Member of the Illinois Senate from the 3rd district
- In office 1873 – 1880
- Preceded by: William B. Anderson
- Succeeded by: Sylvester Artley

Personal details
- Born: August 15, 1848 County Carlow, Ireland
- Died: February 16, 1916 (aged 67) Chicago, Illinois
- Party: Democratic
- Profession: bricklayer, teamster, lawyer

= Miles Kehoe =

Irish-American politician

Miles J. Kehoe (August 15, 1848 – February 16, 1916) was an Irish-American politician.

==Biography==
Miles Kehoe was born on August 15, 1848, in County Carlow, Ireland, to Arthur and Winnifred (Byrne) Kehoe. The family emigrated to Chicago the following year. Kehoe attended the Foster School, then worked in a brickyard, later joining his father in a teaming business. Kehoe was elected to the Illinois Senate for the 28th Illinois General Assembly in 1872, representing the 3rd district. He was the youngest member ever elected to the state senate at the time.

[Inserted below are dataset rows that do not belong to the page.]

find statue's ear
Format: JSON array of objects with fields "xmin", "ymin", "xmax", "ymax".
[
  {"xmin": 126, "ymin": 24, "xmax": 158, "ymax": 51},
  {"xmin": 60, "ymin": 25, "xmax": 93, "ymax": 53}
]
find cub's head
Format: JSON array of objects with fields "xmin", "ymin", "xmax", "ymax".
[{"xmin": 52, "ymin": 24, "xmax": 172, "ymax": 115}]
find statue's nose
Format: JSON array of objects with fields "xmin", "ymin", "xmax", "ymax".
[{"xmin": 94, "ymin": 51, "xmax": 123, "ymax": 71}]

Kehoe remained in the senate until 1880, serving four years at the chairman of the Committee on Municipalities. In 1878, he was nominated by the Democrats to represent Illinois's 2nd congressional district over incumbent Carter Harrison III, but was defeated in the general election by Republican George R. Davis. Kehoe worked as a law clerk from 1880 to 1886, and was admitted to the bar in 1892. He served as a delegate to the 1892 Republican National Convention, supporting President Benjamin Harrison. In 1895, he was named a Police Magistrate and Justice of the Peace.

Miles Kehoe married Kate Murphy in 1875. His son Arthur T. also entered the law profession. Kehoe was a member of the Ancient Order of United Workmen.